Chattanooga Now Coco Montoya shares 'The Hard Truth'

Chattanooga Now Coco Montoya shares 'The Hard Truth'

December 5th, 2018 by L. Kent Wolgamott in Chattnow Music

Coco Montoya (Photo by Joseph A. Rosen)

Photo by Joseph A. Rosen

If you go

› Where: Songbirds Guitar Museum, 35 Station St. (North), 41 Station St. (South)
› For more information: 423-531-2473

RAYLAND BAXTER WITH BENDIGO FLETCHER
› When: 8 p.m. Friday, Dec. 7 (South)
› Admission: $17 in advance, $20 day of show

AN EVENING WITH PARKER MILLSAP
› When: 7 p.m. Saturday, Dec. 8 (North)
› Admission: $18 in advance, $20 day of show

SLIM WEDNESDAY FEATURING JOJO HERMANN OF WIDESPREAD PANIC WITH THREE STAR REVIVAL
› When: 9 p.m. Saturday, Dec. 8 (South)
› Admission: $15 in advance, $18 day of show

COCO MONTOYA
› When: 7 p.m. Tuesday, Dec. 11 (North)
› Admission: $25

More than 40 years after he joined Albert Collins' band as a drummer, Coco Montoya says he has two good reasons for continually going out on tour.

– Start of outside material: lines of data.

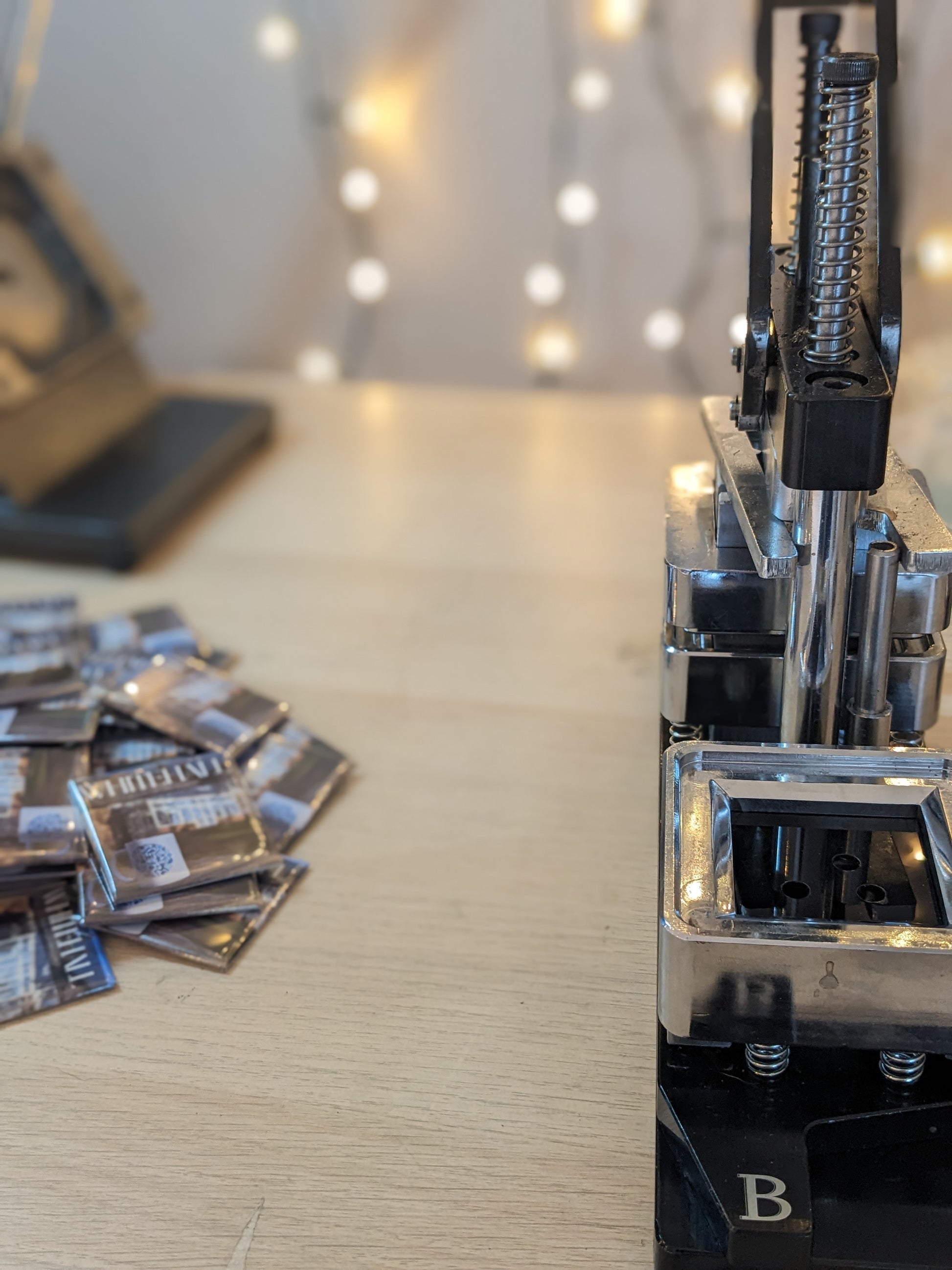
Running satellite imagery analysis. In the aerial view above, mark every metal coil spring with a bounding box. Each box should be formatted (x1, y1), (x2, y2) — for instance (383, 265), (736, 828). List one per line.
(782, 55), (810, 278)
(744, 1044), (790, 1080)
(803, 84), (872, 366)
(880, 1049), (926, 1085)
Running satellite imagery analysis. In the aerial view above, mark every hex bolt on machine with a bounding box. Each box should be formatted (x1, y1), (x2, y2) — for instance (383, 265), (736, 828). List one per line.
(656, 0), (952, 1270)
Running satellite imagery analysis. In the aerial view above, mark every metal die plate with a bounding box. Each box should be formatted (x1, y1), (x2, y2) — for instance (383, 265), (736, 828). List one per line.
(659, 741), (952, 1053)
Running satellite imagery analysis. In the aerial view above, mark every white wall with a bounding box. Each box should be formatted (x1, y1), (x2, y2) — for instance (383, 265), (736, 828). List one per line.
(19, 0), (952, 391)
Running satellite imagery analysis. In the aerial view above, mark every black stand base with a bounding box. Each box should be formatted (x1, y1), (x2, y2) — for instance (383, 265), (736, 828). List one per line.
(655, 1035), (952, 1270)
(0, 397), (273, 569)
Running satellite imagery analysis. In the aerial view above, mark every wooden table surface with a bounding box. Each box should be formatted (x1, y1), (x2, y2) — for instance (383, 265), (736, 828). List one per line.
(0, 377), (706, 1270)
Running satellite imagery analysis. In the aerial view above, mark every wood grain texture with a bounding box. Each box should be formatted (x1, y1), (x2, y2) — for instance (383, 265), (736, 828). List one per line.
(0, 377), (706, 1270)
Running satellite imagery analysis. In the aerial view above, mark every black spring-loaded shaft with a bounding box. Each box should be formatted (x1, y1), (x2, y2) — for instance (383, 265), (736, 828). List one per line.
(803, 53), (879, 366)
(783, 13), (840, 277)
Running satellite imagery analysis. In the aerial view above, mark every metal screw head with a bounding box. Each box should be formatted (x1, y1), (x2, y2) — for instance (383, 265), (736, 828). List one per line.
(820, 53), (880, 88)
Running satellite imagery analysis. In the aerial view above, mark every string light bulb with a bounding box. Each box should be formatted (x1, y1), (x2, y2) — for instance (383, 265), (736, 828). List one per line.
(595, 0), (647, 39)
(727, 314), (748, 348)
(255, 13), (301, 62)
(915, 233), (952, 282)
(527, 322), (579, 375)
(346, 255), (390, 305)
(295, 344), (340, 384)
(568, 66), (612, 113)
(642, 309), (684, 353)
(708, 71), (754, 132)
(556, 180), (598, 225)
(523, 260), (565, 309)
(340, 168), (380, 212)
(340, 96), (380, 137)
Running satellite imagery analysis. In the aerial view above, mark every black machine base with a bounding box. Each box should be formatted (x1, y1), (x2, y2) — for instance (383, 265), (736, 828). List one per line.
(0, 397), (273, 569)
(655, 1034), (952, 1270)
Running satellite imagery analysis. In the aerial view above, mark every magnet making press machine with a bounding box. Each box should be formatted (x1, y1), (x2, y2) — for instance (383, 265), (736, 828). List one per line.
(655, 0), (952, 1270)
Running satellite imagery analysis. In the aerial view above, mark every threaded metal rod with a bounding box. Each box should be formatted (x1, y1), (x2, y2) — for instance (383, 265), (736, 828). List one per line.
(781, 489), (860, 745)
(744, 1044), (790, 1080)
(803, 53), (879, 365)
(880, 1049), (926, 1086)
(848, 542), (899, 747)
(785, 13), (840, 277)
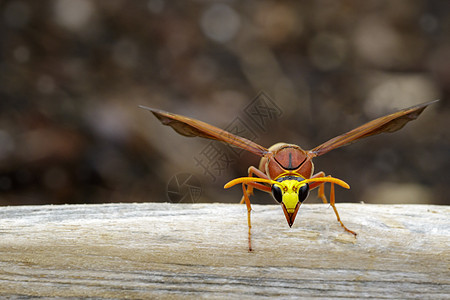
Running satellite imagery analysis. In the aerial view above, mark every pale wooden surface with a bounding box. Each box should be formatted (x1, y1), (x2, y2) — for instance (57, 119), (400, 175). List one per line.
(0, 203), (450, 299)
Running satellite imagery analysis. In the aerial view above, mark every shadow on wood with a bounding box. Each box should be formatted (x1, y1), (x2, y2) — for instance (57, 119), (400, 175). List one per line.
(0, 203), (450, 299)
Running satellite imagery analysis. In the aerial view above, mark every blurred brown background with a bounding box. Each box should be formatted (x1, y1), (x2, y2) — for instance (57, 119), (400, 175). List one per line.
(0, 0), (450, 205)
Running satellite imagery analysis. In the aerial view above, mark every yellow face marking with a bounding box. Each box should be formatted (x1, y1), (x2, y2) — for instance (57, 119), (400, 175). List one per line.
(276, 180), (306, 213)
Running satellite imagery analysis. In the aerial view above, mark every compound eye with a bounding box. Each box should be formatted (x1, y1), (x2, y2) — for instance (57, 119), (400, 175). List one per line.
(272, 184), (283, 203)
(298, 184), (309, 202)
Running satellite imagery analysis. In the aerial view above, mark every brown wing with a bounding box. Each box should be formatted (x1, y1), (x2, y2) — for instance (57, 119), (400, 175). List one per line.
(139, 105), (269, 156)
(309, 100), (439, 156)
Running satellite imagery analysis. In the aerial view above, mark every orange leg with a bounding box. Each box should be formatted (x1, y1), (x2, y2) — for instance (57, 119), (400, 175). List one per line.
(241, 166), (271, 251)
(309, 172), (357, 236)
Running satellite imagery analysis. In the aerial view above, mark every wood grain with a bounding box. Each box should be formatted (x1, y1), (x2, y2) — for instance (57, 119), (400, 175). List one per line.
(0, 203), (450, 299)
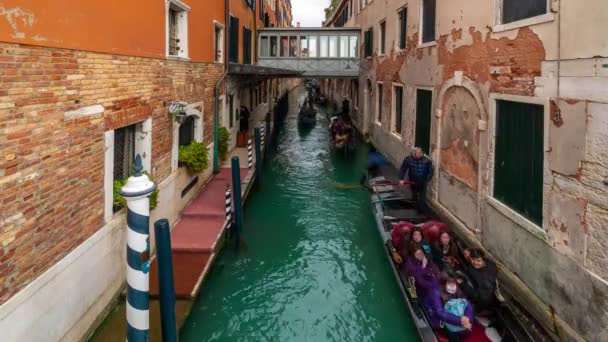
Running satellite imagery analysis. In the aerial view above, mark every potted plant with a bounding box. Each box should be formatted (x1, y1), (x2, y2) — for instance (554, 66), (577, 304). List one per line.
(169, 101), (188, 125)
(178, 141), (209, 172)
(113, 171), (159, 212)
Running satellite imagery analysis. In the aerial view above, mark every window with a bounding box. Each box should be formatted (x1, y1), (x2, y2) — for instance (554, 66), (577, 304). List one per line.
(228, 16), (239, 63)
(308, 36), (317, 57)
(166, 0), (190, 58)
(300, 36), (308, 57)
(227, 95), (234, 128)
(320, 36), (329, 57)
(260, 36), (270, 57)
(502, 0), (547, 24)
(213, 22), (224, 63)
(376, 82), (384, 124)
(415, 89), (433, 154)
(364, 27), (374, 57)
(494, 100), (544, 226)
(329, 36), (338, 57)
(421, 0), (435, 43)
(391, 85), (403, 135)
(270, 36), (278, 57)
(289, 36), (298, 57)
(179, 115), (194, 146)
(243, 26), (251, 64)
(348, 36), (359, 58)
(380, 21), (386, 55)
(281, 37), (289, 57)
(340, 36), (348, 58)
(398, 7), (407, 49)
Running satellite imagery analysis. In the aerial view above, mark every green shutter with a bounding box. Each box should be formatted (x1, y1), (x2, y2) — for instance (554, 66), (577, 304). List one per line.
(494, 101), (544, 226)
(416, 89), (433, 154)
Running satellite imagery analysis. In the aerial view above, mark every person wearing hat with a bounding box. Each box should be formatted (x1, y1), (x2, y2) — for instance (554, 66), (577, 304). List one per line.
(399, 147), (433, 214)
(424, 272), (474, 341)
(406, 245), (439, 299)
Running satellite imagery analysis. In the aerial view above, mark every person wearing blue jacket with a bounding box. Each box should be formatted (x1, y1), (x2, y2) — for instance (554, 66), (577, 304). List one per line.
(399, 147), (433, 214)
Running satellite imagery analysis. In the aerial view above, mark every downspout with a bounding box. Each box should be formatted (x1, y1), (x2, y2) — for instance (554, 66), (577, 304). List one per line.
(213, 0), (232, 174)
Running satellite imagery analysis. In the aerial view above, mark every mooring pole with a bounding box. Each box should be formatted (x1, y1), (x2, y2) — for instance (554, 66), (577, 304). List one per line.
(119, 154), (156, 342)
(232, 156), (243, 248)
(253, 127), (262, 183)
(154, 219), (177, 342)
(266, 112), (272, 141)
(247, 139), (253, 169)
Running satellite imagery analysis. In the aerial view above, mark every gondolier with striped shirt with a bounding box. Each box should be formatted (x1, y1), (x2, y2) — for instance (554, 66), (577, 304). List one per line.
(399, 147), (433, 215)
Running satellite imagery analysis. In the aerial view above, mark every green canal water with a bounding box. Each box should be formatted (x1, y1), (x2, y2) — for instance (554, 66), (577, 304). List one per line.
(180, 89), (418, 342)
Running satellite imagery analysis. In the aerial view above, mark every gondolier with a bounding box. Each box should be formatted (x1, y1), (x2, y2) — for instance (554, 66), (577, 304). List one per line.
(399, 147), (433, 214)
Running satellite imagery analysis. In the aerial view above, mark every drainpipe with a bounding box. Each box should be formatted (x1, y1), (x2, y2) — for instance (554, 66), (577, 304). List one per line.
(213, 0), (232, 174)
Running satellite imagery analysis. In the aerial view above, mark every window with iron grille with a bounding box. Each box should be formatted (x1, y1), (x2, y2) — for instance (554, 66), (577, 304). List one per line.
(494, 100), (544, 226)
(380, 21), (386, 55)
(364, 27), (374, 57)
(399, 7), (407, 49)
(243, 26), (251, 64)
(228, 16), (239, 63)
(166, 0), (190, 58)
(179, 115), (194, 146)
(422, 0), (435, 43)
(502, 0), (547, 24)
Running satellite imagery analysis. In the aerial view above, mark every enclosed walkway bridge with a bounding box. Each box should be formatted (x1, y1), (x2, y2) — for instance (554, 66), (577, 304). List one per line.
(258, 27), (361, 78)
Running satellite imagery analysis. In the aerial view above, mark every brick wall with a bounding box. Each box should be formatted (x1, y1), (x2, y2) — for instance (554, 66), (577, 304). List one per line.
(0, 43), (223, 304)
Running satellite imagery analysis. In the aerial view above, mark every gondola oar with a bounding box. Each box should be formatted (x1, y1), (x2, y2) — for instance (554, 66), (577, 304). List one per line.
(336, 181), (414, 189)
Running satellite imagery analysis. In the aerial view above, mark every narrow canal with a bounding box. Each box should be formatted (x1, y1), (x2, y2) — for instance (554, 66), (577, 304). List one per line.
(180, 87), (418, 341)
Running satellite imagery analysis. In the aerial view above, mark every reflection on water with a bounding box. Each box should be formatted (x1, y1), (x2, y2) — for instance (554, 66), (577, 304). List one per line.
(180, 87), (417, 341)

"The love of music is it," he said in a phone interview. "Plus, that's what I do to make a living. That's a couple of great incentives to hit the road."

The music is blues, and Montoya plays it with bite and verve on guitar. That can be heard all over "Hard Truth," his eighth studio album released on Alligator Records. The songs on "Hard Truth," all variations on the blues, range from funky to gospel-drenched, and include a steely take on Collins' "The Moon Is Full."

"I always take a good look at his catalog to see if there's a song I want to do," Montoya said. "His music is very valid and important to the blues. If I can do justice to the song, I look to put it on the record."

Montoya began a tour the day "Hard Truth" was released. That tour rolls into Songbirds Guitar Museum on Tuesday, Dec. 11, for a 7 p.m. show. His sets are filled with songs from the new disc.

For Montoya, the Collins connection is more than just an appreciation of the music by the artist known as the "Master of the Telecaster." Montoya, who started out playing guitar then switched to drums, got the call to join Collins after loaning his drums to the band for a Los Angeles gig. In joining the group, he found more than just his first job as a professional musician.

"We were very close, a father and son type thing. I was a very young man when I first went out on the road with him. He kind of watched over me and educated me," Montoya says.

After leaving Collins' band during the disco-driven downturn for blues in the early '80s, Montoya worked as a bartender, figuring that his days as a professional musician were over. One day he was jamming in a Los Angeles bar when British blues man John Mayall walked in.

Montoya quickly played a Mayall song as a tribute and soon after got a call from Mayall, who was looking for a guitarist to join his reformed Bluesbreakers. Montoya filled the guitar slot in the band that had been previously occupied by Eric Clapton, Peter Green and Mick Taylor.

In 1993, Montoya decided to go solo. Three years later, he won the Blues Music Award for Best New Artist in 1996, the year after he released his debut album "Gotta Mind To Travel."

Consistently making records, the left-handed guitarist had his biggest seller in 2000, with his Alligator debut, "Suspicion," and he's continued to be a mainstay on festivals and the blues circuit for three decades.

Montoya says he's starting to see younger faces at his shows alongside the older faces of those who discovered the blues in the '60s and '70s. That, he said, is good for the future of the blues.

"Like everybody else who plays roots music and blues, we're hoping for rediscovery by youth," he said. "They're the people who get up and go out and see music. I think that's very possible. It's starting to make movement toward that. It's new to them, and the pop thing's getting tired. They're starting to rediscover it. It's a good place to be."

He's hoping that some of those young people will follow in his footsteps as well, taking inspiration from the music they hear onstage to decide they want to play the blues — just like Montoya did after seeing Albert King in the late '60s.

"You've got to pass it along," he said. "Once I've gone, somebody else has to do it. You learn from the people before you and hopefully pass it along."